息をしているというのか息をさせられているというのか。わからない。
君と大きな機械が繋がれていて
なんでおかえりと、言わせてくれないの。
ねえ、医者になって人の役に立つんじゃないの?
俺がいつ倒れてもいいようにって…
「言ったじゃないか…」
もう返事も帰ってこない君に返事を求めてみても。何も帰ってこない。
「精市くん…」
ほのかのご両親が僕の目の前に立っていた。
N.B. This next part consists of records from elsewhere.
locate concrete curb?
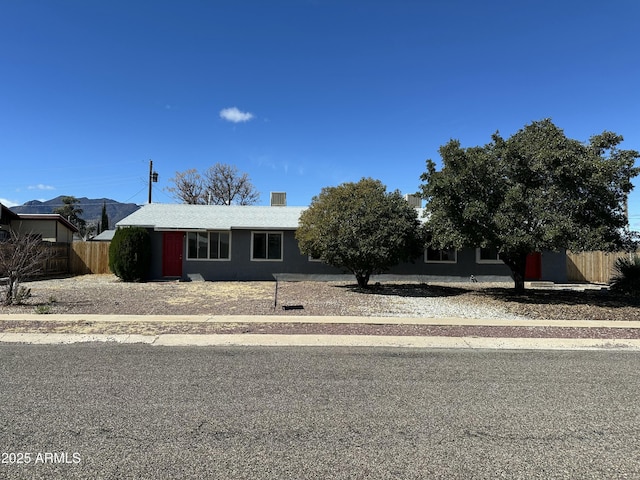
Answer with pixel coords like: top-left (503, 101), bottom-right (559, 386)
top-left (0, 314), bottom-right (640, 328)
top-left (0, 333), bottom-right (640, 351)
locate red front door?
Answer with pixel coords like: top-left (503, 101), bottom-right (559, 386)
top-left (524, 252), bottom-right (542, 280)
top-left (162, 232), bottom-right (184, 277)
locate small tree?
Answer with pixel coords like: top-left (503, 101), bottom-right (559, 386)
top-left (205, 163), bottom-right (260, 205)
top-left (610, 254), bottom-right (640, 298)
top-left (167, 168), bottom-right (207, 205)
top-left (109, 227), bottom-right (151, 282)
top-left (421, 120), bottom-right (640, 291)
top-left (167, 163), bottom-right (260, 205)
top-left (296, 178), bottom-right (423, 288)
top-left (0, 230), bottom-right (51, 305)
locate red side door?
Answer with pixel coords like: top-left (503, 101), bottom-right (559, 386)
top-left (524, 252), bottom-right (542, 280)
top-left (162, 232), bottom-right (184, 277)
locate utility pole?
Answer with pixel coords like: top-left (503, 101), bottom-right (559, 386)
top-left (149, 160), bottom-right (158, 203)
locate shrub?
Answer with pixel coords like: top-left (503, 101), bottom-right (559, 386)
top-left (109, 227), bottom-right (151, 282)
top-left (610, 255), bottom-right (640, 297)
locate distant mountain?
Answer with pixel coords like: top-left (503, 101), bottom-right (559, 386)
top-left (10, 195), bottom-right (140, 229)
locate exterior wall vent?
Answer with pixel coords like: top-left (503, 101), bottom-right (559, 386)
top-left (404, 193), bottom-right (422, 208)
top-left (271, 192), bottom-right (287, 207)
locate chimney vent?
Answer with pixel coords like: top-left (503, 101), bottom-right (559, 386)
top-left (271, 192), bottom-right (287, 207)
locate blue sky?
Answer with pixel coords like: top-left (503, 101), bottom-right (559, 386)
top-left (0, 0), bottom-right (640, 229)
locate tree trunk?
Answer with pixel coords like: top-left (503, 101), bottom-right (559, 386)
top-left (501, 252), bottom-right (528, 293)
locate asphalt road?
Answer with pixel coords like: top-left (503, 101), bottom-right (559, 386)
top-left (0, 344), bottom-right (640, 479)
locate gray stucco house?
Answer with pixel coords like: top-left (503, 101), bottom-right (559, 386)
top-left (116, 203), bottom-right (566, 283)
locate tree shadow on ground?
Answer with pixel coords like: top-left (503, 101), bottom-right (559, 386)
top-left (477, 288), bottom-right (640, 308)
top-left (336, 283), bottom-right (469, 298)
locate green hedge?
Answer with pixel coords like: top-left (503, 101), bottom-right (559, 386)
top-left (109, 227), bottom-right (151, 282)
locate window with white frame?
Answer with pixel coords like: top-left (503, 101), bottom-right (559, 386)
top-left (187, 232), bottom-right (231, 260)
top-left (251, 232), bottom-right (283, 261)
top-left (424, 248), bottom-right (458, 263)
top-left (476, 247), bottom-right (503, 263)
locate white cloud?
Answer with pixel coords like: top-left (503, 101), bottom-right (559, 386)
top-left (220, 107), bottom-right (254, 123)
top-left (0, 198), bottom-right (20, 208)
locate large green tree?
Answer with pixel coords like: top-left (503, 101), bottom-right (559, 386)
top-left (296, 178), bottom-right (424, 288)
top-left (421, 119), bottom-right (640, 291)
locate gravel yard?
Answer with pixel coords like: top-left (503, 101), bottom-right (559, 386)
top-left (0, 275), bottom-right (640, 321)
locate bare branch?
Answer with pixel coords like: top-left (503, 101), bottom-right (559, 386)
top-left (0, 230), bottom-right (51, 305)
top-left (166, 168), bottom-right (207, 205)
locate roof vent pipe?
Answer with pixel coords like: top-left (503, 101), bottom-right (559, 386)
top-left (271, 192), bottom-right (287, 207)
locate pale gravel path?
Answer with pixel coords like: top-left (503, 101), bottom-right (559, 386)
top-left (376, 297), bottom-right (527, 320)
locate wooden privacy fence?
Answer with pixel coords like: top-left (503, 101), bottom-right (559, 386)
top-left (567, 252), bottom-right (637, 283)
top-left (69, 242), bottom-right (111, 275)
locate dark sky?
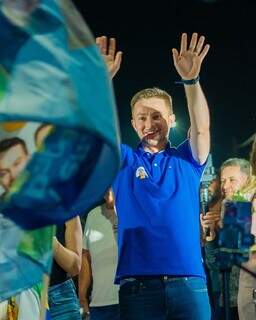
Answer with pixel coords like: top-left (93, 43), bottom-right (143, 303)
top-left (74, 0), bottom-right (256, 167)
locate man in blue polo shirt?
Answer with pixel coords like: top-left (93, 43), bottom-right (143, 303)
top-left (97, 33), bottom-right (210, 320)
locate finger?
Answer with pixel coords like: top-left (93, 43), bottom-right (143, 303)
top-left (114, 51), bottom-right (123, 71)
top-left (180, 33), bottom-right (188, 54)
top-left (108, 38), bottom-right (116, 60)
top-left (195, 36), bottom-right (205, 54)
top-left (101, 36), bottom-right (108, 54)
top-left (188, 32), bottom-right (197, 52)
top-left (172, 48), bottom-right (179, 67)
top-left (199, 44), bottom-right (210, 61)
top-left (96, 37), bottom-right (102, 52)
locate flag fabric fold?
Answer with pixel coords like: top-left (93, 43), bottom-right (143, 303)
top-left (0, 0), bottom-right (120, 229)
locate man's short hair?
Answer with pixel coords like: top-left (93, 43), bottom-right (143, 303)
top-left (130, 87), bottom-right (173, 113)
top-left (0, 137), bottom-right (28, 154)
top-left (220, 158), bottom-right (252, 177)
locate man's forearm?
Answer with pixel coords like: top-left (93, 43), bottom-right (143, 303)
top-left (185, 83), bottom-right (210, 164)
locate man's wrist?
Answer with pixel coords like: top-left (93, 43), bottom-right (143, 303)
top-left (175, 75), bottom-right (200, 85)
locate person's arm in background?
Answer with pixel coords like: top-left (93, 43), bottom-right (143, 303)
top-left (53, 216), bottom-right (83, 277)
top-left (172, 33), bottom-right (210, 164)
top-left (78, 249), bottom-right (92, 314)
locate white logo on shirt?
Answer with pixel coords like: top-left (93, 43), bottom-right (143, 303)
top-left (136, 167), bottom-right (148, 179)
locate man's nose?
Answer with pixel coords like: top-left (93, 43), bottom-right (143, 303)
top-left (145, 118), bottom-right (153, 129)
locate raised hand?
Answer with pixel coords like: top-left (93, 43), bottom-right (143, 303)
top-left (200, 211), bottom-right (220, 241)
top-left (172, 33), bottom-right (210, 80)
top-left (96, 36), bottom-right (122, 79)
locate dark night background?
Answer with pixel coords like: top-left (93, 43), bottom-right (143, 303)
top-left (74, 0), bottom-right (256, 168)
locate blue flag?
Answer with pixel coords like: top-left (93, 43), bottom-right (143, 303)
top-left (0, 0), bottom-right (120, 229)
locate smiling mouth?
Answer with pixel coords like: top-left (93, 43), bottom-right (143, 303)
top-left (143, 131), bottom-right (158, 139)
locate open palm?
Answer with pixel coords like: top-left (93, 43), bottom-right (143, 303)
top-left (172, 33), bottom-right (210, 80)
top-left (96, 36), bottom-right (122, 79)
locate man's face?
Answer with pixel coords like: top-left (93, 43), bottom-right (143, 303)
top-left (220, 166), bottom-right (248, 199)
top-left (132, 97), bottom-right (175, 147)
top-left (0, 144), bottom-right (28, 191)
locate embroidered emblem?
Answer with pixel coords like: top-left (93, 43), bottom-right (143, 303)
top-left (136, 167), bottom-right (148, 179)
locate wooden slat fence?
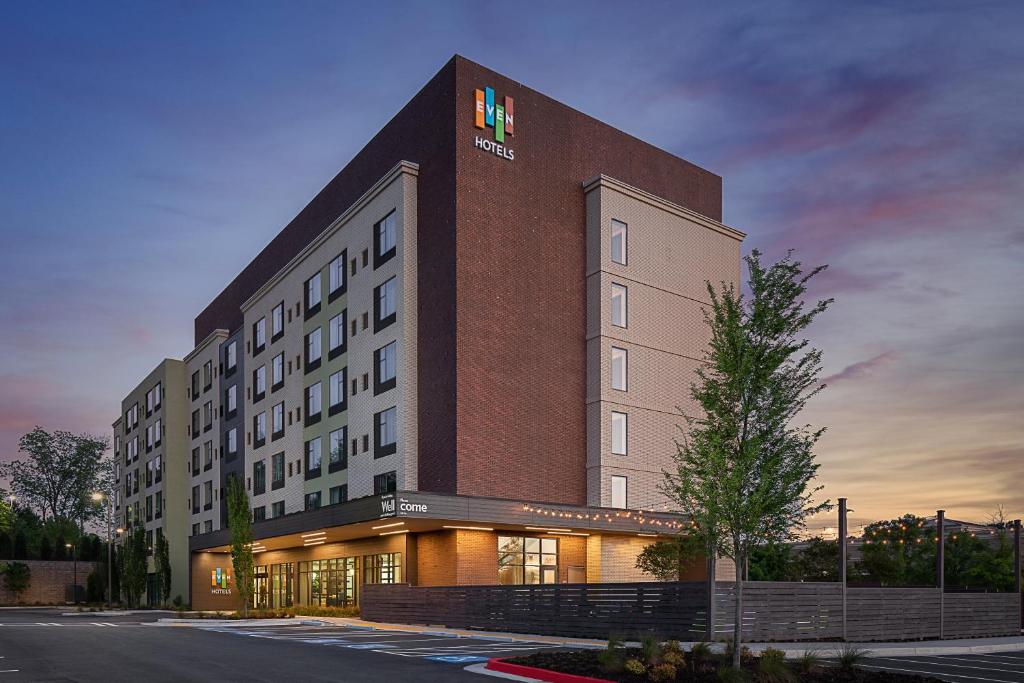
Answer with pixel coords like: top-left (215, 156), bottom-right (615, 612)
top-left (360, 582), bottom-right (707, 640)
優しい顔つきは君にそっくりだね。
「今まで、ありがとうね。
あの子ったらずっと精市くんの役にたちたいって病気の人の役に立ちたいって言って医者になるために頑張って勉強してたのよ。」
困ったように微笑んだほのかのお母さん。
「だからね、臓器提供しようと思ってるの。」
「え?」
病気や事故で臓器が機能しなくなった人に、臓器を提供するってことだよな…。
「人の役に立ちたいって言ってたあの子にぴったりだと思わない?
ほのかの人生は終わってしまったかもしれないけど、ほかのだれかの人生の役に立てるんだから。」
「そうですね。」
そうだ。君はいなくなってしまうかもしれないけど。君の夢は叶えることが出来るね。誰かの役に立つという夢。